For continuous outcomes, the bias in the estimates of the treatment effect and its variance following a blinded SSR was shown to be substantial when interim sample sizes are very small, but this bias becomes negligible with increasing sample sizes 10. Thus, analysis methods for fixed trial designs are adequate so long as SSR is performed with sufficient data. It should be noted that estimation of treatment effects following comparative (unblinded) SSR which is out of scope of this section has been addressed elsewhere (see 11 for summary of available methods).

References

1. Kieser et al. Simple procedures for blinded sample size adjustment that do not affect the type I error rate. Stat Med. 2003;22(23):3571–81.
2. Friede et al. Blinded continuous monitoring of nuisance parameters in clinical trials. J R Stat Soc Ser C. 2012;61(4):601–18.
3. Friede et al. Sample size recalculation for binary data in internal pilot study designs. Pharm Stat. 2004;3(4):269–79.
4. Friede et al. Sample size recalculation in internal pilot study designs: A review. Biometrical J. 2006;48(4):537–55.

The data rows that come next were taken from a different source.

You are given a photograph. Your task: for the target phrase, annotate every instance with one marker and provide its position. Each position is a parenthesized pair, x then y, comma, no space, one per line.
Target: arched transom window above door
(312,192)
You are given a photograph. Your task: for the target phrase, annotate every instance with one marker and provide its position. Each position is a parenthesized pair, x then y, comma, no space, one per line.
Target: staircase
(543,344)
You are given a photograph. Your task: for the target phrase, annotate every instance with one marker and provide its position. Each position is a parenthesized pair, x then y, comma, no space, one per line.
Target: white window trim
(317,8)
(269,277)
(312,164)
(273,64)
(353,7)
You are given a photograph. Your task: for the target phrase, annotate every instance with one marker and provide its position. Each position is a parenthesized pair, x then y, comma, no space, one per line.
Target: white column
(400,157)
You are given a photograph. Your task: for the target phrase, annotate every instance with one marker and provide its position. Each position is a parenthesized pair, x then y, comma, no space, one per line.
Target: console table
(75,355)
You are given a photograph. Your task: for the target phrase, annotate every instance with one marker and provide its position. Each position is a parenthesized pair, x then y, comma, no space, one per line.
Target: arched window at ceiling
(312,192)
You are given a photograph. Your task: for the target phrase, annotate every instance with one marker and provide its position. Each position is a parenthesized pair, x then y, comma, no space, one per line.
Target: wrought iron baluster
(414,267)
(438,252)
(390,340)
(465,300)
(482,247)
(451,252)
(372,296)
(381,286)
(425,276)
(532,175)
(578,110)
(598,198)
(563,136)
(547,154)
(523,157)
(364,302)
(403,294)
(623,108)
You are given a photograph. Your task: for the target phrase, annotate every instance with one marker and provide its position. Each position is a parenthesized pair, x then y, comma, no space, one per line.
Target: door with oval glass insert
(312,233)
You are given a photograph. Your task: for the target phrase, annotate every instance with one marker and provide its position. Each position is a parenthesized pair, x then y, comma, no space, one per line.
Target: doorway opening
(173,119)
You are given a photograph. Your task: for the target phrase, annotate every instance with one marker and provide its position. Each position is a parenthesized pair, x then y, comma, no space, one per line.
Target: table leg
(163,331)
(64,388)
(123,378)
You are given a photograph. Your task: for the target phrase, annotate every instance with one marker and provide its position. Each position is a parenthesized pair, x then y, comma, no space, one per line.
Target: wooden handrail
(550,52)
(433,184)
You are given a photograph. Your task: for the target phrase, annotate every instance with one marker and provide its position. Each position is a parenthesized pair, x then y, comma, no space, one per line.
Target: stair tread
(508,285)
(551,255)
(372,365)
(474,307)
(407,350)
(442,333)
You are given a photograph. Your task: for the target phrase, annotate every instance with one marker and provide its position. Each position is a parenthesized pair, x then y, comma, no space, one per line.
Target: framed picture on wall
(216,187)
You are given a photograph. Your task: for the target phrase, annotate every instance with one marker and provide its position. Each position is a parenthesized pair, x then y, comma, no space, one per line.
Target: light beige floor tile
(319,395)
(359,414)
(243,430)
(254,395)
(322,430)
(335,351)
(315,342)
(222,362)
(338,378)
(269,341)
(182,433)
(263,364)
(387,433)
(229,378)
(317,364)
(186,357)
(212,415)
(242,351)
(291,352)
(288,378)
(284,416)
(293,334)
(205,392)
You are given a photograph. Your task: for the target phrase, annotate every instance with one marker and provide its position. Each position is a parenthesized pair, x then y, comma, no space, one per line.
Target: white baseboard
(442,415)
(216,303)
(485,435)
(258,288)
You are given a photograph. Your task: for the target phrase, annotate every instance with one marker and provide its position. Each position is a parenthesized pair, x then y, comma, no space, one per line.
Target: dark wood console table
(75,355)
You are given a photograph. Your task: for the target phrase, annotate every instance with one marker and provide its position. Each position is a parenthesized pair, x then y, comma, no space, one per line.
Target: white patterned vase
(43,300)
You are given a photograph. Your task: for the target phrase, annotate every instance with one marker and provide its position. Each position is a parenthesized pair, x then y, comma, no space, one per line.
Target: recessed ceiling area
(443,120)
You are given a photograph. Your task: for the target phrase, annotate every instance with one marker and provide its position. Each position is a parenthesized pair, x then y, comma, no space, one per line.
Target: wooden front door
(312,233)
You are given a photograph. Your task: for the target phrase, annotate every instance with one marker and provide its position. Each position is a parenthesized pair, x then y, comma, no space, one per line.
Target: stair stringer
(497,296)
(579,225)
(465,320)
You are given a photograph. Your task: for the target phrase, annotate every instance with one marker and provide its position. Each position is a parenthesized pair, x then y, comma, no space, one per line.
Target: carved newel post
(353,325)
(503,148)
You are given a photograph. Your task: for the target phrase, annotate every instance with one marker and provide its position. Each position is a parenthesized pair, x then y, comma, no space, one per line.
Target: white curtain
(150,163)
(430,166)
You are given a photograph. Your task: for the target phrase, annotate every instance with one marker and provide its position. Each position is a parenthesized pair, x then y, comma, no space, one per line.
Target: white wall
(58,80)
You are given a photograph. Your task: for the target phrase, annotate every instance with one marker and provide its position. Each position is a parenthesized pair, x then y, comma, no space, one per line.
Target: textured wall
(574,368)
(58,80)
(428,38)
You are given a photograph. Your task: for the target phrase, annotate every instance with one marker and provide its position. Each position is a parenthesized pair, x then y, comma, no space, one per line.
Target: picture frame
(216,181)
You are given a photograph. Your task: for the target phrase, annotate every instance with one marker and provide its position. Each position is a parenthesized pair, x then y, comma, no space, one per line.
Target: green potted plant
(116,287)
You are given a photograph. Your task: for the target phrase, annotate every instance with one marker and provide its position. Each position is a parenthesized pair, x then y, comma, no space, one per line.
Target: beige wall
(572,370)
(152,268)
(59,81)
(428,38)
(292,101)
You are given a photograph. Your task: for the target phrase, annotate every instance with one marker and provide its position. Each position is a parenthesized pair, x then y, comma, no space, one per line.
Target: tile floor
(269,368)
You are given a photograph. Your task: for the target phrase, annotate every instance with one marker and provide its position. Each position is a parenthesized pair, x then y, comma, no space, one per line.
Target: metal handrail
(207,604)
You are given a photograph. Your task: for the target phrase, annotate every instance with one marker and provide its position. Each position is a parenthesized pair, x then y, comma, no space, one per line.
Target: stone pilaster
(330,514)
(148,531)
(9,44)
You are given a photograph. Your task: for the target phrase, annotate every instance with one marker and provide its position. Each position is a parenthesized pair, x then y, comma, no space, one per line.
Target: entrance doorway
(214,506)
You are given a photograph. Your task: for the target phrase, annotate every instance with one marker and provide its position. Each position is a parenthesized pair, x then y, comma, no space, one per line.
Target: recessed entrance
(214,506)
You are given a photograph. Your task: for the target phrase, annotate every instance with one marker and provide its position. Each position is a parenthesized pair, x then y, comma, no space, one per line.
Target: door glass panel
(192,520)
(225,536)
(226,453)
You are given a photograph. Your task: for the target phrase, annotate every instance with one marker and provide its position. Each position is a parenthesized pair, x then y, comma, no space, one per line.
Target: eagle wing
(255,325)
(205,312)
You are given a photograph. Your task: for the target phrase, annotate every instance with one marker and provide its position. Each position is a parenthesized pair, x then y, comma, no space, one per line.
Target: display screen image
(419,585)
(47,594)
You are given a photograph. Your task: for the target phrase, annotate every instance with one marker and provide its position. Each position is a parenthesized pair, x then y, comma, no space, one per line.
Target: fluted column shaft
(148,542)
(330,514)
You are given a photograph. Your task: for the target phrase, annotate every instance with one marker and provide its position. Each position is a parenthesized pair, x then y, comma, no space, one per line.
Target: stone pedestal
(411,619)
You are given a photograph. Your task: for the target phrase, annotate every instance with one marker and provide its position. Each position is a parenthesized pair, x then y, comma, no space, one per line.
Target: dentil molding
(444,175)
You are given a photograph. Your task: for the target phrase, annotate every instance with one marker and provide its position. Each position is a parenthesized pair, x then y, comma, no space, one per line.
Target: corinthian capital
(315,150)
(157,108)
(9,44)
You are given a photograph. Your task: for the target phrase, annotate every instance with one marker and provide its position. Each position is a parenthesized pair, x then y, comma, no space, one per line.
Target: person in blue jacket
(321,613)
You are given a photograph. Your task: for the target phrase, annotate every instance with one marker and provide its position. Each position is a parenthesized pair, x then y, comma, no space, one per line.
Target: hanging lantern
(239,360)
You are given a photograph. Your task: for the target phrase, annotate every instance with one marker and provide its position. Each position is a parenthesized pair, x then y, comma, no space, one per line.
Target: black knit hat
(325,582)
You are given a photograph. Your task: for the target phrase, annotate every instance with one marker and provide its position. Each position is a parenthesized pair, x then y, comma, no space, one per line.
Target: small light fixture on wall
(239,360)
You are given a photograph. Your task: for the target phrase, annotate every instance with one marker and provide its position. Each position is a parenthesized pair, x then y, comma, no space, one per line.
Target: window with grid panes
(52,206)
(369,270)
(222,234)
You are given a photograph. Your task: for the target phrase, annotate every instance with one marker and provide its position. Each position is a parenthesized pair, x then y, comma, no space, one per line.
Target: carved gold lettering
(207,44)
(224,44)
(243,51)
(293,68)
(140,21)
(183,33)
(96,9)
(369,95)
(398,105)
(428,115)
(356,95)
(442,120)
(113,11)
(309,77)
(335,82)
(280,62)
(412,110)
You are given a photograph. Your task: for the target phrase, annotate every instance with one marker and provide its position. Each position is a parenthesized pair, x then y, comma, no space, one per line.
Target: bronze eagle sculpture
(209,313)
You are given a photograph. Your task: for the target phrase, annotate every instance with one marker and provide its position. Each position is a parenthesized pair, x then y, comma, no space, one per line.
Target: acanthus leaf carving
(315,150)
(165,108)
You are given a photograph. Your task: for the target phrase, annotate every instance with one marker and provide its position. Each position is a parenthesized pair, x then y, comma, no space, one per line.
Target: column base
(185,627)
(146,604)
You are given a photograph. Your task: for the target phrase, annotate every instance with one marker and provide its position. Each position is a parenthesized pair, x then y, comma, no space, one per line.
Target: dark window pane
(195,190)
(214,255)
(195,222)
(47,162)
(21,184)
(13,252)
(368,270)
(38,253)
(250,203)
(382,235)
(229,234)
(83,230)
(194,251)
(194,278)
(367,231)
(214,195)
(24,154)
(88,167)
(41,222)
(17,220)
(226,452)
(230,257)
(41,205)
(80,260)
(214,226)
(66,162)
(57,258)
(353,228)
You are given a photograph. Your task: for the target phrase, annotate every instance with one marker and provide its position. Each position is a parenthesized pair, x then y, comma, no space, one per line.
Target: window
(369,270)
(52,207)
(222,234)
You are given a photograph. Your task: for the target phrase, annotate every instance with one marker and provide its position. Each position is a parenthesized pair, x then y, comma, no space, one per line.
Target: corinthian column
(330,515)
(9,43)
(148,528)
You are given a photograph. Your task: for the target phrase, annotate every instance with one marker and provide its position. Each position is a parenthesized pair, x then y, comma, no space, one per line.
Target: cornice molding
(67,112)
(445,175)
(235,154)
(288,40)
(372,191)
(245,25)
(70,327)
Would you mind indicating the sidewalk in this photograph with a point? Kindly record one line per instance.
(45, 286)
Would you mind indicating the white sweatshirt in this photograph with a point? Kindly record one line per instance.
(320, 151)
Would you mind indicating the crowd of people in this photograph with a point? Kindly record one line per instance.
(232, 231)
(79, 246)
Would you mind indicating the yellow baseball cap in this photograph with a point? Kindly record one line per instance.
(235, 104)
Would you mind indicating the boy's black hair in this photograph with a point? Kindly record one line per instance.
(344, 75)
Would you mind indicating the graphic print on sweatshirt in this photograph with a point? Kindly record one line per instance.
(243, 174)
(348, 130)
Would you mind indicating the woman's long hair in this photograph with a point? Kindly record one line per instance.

5. FDA. Adaptive designs for clinical trials of drugs and biologics guidance for industry. 2019.
6. Kieser et al. Re-calculating the sample size in internal pilot study designs with control of the type I error rate. Stat Med. 2000;19(7):901–11.
7. Gould et al. Sample size re-estimation without unblinding for normally distributed outcomes with unknown variance. Commun Stat - Theory Methods. 1992;21(10):2833–53.
8. Bauer et al. Combining different phases in the development of medical treatments within a single trial. Stat Med. 1999;18(14):1833–48.
9. Lehmacher et al. Adaptive sample size calculations in group sequential trials. Biometrics. 1999;55:1286–90.
10. Posch et al. Estimation after blinded sample size reassessment. Stat Methods Med Res. 2018;27(6):1830–46.
11. Pritchett et al. Sample size re-estimation designs in confirmatory clinical trials—current state, statistical considerations, and practical guidance. Stat Biopharm Res. 2015;7(4):309–21.